El Gobierno de coalición ha cerrado las negociaciones para sacar adelante su nuevo gran paquete legislativo en materia habitacional. PSOE y Sumar han pactado un nuevo Real Decreto Ley de Vivienda que se aprobará el próximo martes en el último Consejo de Ministros, justo antes del parón estival. La medida estrella del pacto es una prórroga extraordinaria de los contratos de arrendamiento que pretende dar estabilidad al mercado frente a la escalada de precios.
Prórroga extraordinaria para 1,5 millones de hogares
Según los cálculos del Ministerio de Vivienda y de la formación de Yolanda Díaz, esta medida traerá los siguientes beneficios:
- Ayudará a casi cuatro millones de personas -1,5 millones de hogares-.
- Cubrirá todo el periodo comprendido entre el 21 de marzo de 2026 y el 30 de junio de 2028.
- Amplía en casi un millón de personas el umbral de potenciales beneficiarios respecto a propuestas anteriores.
Además de mantener congeladas las rentas para quienes se acojan a esta prolongación, el borrador exige que todos los contratos se formalicen obligatoriamente por escrito y fija bonificaciones en el IRPF para los propietarios que dedican voluntariamente rebajar el precio del alquiler.
‹Hachazo› a los pisos turísticos
Se pondrá freno por primera vez a los alquileres de temporada y por habitaciones, vías que muchos arrendadores venían utilizando para esquivar los topes fijados por la Ley de Vivienda. Además, se elevará el IVA de los pisos turísticos hasta el tipo general del 21% y se endurecerá el régimen sancionador para impedir la publicidad ilegal de este tipo de inmuebles en plataformas digitales.
El pilar fundamental es la posibilidad de ampliar aquellos contratos de alquiler que venzan hasta el 30 de junio de 2028
A propuesta de Sumar, el decreto incluirá compromisos de protección para familias en situación de vulnerabilidad económica, exigiendo que se garantice una alternativa habitacional antes de ejecutar cualquier procedimiento de desahucio.
Junts y PNV tienen la última palabra
Este movimiento político responde a un grito ciudadano que no cesa.

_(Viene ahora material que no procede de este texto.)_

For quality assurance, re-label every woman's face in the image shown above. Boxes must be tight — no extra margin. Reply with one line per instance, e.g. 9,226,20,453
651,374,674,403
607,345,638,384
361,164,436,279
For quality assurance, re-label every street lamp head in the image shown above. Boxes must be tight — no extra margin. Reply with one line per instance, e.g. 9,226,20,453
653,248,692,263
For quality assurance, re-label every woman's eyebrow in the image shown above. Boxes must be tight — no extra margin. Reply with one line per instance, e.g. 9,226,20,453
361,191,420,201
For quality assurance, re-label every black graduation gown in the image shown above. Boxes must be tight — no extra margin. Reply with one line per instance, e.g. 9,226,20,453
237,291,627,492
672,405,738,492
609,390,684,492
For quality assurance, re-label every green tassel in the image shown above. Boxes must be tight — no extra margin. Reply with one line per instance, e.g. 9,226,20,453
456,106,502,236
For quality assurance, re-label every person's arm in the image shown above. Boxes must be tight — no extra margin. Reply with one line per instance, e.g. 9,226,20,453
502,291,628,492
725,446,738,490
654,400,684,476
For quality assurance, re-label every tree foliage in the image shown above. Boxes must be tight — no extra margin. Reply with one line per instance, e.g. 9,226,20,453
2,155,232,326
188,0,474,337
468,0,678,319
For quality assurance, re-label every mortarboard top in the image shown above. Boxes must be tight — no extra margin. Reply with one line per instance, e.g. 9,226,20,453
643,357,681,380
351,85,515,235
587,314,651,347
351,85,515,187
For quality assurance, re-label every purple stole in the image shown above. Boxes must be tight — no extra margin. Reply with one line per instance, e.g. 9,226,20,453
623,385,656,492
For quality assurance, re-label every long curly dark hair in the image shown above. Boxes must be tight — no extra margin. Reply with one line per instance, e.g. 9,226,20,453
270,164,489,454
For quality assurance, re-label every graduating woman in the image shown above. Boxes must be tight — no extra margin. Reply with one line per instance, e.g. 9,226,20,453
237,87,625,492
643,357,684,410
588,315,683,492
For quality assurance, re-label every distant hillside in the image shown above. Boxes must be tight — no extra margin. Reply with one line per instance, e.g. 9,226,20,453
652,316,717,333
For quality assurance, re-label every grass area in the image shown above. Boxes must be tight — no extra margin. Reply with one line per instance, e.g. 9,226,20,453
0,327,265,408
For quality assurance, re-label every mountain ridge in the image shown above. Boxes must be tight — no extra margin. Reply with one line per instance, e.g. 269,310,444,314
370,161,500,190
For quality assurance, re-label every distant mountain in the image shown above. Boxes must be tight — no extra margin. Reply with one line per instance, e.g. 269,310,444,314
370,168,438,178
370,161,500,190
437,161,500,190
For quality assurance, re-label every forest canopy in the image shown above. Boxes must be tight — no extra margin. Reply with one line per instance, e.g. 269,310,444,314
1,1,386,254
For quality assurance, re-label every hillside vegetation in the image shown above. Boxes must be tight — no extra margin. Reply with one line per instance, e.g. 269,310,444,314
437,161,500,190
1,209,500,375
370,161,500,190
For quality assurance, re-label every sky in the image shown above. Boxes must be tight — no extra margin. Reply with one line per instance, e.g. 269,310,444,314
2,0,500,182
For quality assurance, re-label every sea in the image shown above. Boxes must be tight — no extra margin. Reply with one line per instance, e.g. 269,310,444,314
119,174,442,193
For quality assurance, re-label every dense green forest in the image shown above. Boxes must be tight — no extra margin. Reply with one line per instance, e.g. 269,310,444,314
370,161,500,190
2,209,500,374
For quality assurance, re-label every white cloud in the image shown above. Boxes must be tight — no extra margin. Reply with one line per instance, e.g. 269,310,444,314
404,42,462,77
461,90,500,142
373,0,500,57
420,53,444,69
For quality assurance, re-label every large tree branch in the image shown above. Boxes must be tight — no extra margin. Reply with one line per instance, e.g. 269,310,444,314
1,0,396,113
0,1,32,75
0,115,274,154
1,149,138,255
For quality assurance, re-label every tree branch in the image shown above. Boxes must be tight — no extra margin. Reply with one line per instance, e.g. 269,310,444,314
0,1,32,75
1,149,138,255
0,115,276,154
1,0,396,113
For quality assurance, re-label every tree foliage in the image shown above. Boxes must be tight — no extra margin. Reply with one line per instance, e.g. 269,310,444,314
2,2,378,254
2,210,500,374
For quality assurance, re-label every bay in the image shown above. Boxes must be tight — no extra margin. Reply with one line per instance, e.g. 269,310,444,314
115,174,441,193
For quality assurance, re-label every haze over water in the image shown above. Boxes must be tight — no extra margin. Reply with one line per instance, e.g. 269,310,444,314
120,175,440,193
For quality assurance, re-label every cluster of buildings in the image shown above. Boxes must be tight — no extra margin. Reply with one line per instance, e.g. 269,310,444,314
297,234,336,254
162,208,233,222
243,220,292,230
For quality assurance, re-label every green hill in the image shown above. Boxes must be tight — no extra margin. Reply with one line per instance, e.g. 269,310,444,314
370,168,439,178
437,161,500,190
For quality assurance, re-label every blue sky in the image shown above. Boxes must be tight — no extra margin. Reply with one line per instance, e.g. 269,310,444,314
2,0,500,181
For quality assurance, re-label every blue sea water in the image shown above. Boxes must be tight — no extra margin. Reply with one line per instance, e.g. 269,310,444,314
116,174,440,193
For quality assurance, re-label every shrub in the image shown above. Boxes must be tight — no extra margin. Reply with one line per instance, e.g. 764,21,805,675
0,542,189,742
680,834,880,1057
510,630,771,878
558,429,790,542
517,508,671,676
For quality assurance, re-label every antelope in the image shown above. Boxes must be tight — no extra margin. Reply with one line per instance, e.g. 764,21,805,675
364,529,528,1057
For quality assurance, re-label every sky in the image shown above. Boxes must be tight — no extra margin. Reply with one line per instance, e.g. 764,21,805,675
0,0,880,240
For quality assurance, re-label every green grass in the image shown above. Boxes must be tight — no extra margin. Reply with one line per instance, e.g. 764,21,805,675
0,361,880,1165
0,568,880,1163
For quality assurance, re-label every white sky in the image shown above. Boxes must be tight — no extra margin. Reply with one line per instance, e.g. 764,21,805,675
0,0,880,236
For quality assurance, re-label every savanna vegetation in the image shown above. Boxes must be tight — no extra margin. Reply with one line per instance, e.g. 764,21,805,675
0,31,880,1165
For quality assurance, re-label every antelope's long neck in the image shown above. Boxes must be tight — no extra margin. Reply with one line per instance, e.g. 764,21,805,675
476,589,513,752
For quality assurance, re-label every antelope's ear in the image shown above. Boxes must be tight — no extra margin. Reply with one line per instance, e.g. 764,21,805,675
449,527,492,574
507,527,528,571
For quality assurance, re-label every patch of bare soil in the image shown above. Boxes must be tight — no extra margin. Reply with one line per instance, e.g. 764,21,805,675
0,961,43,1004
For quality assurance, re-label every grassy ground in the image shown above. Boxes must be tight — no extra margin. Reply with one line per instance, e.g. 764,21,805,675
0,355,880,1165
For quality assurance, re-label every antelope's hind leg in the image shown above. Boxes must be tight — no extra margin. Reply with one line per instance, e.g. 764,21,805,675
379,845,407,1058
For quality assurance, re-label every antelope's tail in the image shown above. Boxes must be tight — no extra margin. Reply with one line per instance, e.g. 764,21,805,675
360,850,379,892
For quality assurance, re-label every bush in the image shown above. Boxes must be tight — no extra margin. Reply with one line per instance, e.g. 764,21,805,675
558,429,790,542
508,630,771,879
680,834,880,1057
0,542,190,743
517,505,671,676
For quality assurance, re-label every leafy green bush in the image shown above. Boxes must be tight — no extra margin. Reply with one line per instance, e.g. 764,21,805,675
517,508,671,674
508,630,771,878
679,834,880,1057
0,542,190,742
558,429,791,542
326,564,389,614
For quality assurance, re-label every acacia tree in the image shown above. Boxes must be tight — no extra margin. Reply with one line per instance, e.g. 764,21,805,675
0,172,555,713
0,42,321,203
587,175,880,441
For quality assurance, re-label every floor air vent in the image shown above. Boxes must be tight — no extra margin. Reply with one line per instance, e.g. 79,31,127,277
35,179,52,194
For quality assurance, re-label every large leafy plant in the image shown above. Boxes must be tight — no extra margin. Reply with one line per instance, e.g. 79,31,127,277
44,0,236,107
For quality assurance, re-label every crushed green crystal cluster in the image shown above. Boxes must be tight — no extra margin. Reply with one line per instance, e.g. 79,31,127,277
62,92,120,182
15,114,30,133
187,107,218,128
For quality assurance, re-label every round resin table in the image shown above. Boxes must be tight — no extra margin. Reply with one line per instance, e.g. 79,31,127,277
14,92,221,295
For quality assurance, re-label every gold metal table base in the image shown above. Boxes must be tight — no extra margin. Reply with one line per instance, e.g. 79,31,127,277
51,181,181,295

Según los datos del último barómetro del CIS, la vivienda se ha consolidado como el principal problema de España para el 43% de los ciudadanos tras sufrir un repunte de tres puntos en tan solo un mes.
Para que las medidas se consoliden definitivamente, deberán recibir el visto bueno del Congreso de los Diputados. Junts ya ha mostrado su rechazo en reiteradas ocasiones a la intervención del mercado inmobiliario impulsado por el ejecutivo. PNV sigue desconfiando en términos fiscales. El Gobierno declara confiar en que la presión social obligue a sus socios habituales a convalidar la norma a la vuelta de las vacaciones.